First Price Auction Is A Step In The Right Direction

May 7, 2018

Acquire Online believe the move to First Price auctions is a step in the right direction as buyers can now compete for premium inventory which would have otherwise been onsold at a profit or reserved for bigger agencies groups. First price is meant to combat hidden fees being taken from both the buyer and seller but it has its share of problems. e.g. When a publisher is working with multiple Supply Side Platforms (SSP) on different auction dynamics.

New Auction Dynamics

Header bidding was an improvement over the waterfall model in terms of auction dynamics, but it still entails some problems and inefficiencies. These considerations lead to the development of an array of new auction mechanics. Consider this example:

  1. A user accesses a website.

  2. The header-bidding wrapper makes simultaneous requests to Suppy Side Platforms (SSPs)/ad exchanges.
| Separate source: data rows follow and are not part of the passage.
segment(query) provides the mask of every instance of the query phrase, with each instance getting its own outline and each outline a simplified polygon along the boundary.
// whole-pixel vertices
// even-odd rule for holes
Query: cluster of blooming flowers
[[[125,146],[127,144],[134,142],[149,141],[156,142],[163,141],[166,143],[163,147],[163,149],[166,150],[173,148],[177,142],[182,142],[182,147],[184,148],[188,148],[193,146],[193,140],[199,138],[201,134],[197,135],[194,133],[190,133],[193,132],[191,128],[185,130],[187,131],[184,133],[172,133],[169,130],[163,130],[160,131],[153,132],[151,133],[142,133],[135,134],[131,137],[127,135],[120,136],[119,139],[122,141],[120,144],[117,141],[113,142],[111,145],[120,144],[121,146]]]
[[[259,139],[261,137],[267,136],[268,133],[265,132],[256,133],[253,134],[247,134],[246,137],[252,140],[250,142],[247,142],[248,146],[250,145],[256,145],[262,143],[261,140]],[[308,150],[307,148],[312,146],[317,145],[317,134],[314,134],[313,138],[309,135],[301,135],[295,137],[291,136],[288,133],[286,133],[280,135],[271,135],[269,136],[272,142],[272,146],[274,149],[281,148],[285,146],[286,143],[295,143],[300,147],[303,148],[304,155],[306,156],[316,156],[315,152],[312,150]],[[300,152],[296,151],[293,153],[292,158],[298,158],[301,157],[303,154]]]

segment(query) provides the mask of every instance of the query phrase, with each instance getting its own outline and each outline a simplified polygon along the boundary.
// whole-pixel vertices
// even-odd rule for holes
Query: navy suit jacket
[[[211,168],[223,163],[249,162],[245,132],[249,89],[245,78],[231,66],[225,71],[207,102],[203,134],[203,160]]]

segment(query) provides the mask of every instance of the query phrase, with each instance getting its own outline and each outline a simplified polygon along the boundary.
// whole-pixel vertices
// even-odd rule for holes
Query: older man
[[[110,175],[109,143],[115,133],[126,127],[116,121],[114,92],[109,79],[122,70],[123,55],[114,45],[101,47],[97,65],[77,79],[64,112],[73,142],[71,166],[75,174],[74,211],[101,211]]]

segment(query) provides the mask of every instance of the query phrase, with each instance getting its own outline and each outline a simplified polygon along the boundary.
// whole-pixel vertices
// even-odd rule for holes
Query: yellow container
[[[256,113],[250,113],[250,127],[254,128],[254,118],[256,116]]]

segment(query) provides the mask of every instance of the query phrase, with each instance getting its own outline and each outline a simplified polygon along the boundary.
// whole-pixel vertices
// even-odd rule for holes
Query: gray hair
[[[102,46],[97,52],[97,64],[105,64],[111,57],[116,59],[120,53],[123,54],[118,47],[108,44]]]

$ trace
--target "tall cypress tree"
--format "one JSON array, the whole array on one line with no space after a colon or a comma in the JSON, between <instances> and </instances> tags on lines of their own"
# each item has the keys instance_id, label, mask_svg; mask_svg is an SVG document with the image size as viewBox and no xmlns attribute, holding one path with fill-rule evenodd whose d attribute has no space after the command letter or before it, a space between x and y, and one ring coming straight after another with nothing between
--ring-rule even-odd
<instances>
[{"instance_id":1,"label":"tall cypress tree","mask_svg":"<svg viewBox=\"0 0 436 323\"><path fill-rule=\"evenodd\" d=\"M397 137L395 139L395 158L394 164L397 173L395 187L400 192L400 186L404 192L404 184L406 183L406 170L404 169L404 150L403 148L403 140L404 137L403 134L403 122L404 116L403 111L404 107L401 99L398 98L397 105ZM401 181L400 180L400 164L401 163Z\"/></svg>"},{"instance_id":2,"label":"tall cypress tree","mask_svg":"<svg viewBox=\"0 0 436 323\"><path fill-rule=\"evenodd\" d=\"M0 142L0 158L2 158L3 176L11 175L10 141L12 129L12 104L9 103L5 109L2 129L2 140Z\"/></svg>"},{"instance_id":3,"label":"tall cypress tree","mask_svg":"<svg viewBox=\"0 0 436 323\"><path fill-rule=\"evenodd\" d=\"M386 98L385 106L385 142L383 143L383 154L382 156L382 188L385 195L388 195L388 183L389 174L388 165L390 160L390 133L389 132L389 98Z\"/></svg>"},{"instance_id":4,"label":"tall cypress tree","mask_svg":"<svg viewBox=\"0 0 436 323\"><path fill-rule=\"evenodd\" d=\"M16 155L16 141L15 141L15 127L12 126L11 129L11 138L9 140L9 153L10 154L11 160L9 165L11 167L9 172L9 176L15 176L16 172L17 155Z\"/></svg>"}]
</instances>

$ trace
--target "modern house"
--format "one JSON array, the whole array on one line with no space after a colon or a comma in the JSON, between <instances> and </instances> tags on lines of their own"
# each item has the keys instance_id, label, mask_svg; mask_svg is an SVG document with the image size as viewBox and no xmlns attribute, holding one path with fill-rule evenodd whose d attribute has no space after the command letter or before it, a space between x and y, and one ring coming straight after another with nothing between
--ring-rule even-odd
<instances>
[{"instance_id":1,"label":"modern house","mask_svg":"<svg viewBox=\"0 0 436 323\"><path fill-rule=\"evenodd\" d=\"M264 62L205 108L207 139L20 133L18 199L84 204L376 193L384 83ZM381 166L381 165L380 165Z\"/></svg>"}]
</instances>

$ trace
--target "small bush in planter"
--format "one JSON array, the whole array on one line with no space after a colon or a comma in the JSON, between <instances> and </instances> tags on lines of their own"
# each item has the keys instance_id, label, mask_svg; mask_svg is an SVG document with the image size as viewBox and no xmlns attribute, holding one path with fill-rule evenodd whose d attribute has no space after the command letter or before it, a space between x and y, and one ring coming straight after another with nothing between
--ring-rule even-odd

  3. Each SSP/ad exchange broadcasts the bid requests to a number of Demand Side Platforms (DSP) it is connected to.

  4. Each DSP responds with the bid responses and the max CPM price the advertiser of the matched campaign is willing to pay ($10, $5, $8, $6).

  5. SSPs/ad exchanges execute the second-price auctions (e.g. If the SSP received $10 and $5 bids, the winner is paying $5.01 CPM—the clearing price).

  6. The SSPs returns the $5.01 clearing price to the header-bidding wrapper.

  7. The header-bidding wrapper chooses the highest clearing price (first-price auction) and displays the impression.

first-second-auction

How can this system be inefficient? Because there was, in fact, another buyer willing to pay more (the $10)

The example above illustrates the inefficiency of the currently used header-bidding auction process. DSP 1’s $10 bid did not winning against DSP 3’s $8 bid because the SSP 1 runs a second-price auction (with a $5.01 clearing price), which loses to SSP 2’s clearing price of $6.01.

However, because there weren’t any high bidders at the SSP level, the clearing price of the second-price auction was just $5.01, less than on the other SSP level. This is a wasted opportunity for profit that publishers want to avoid.

When DSP can pass information like auction type, floor CPM and winning bids, buyers and algorithms can be trained to better understand how the market/SSP is valuing each impression and bid smarter depending on the real supply/demand curve at the time.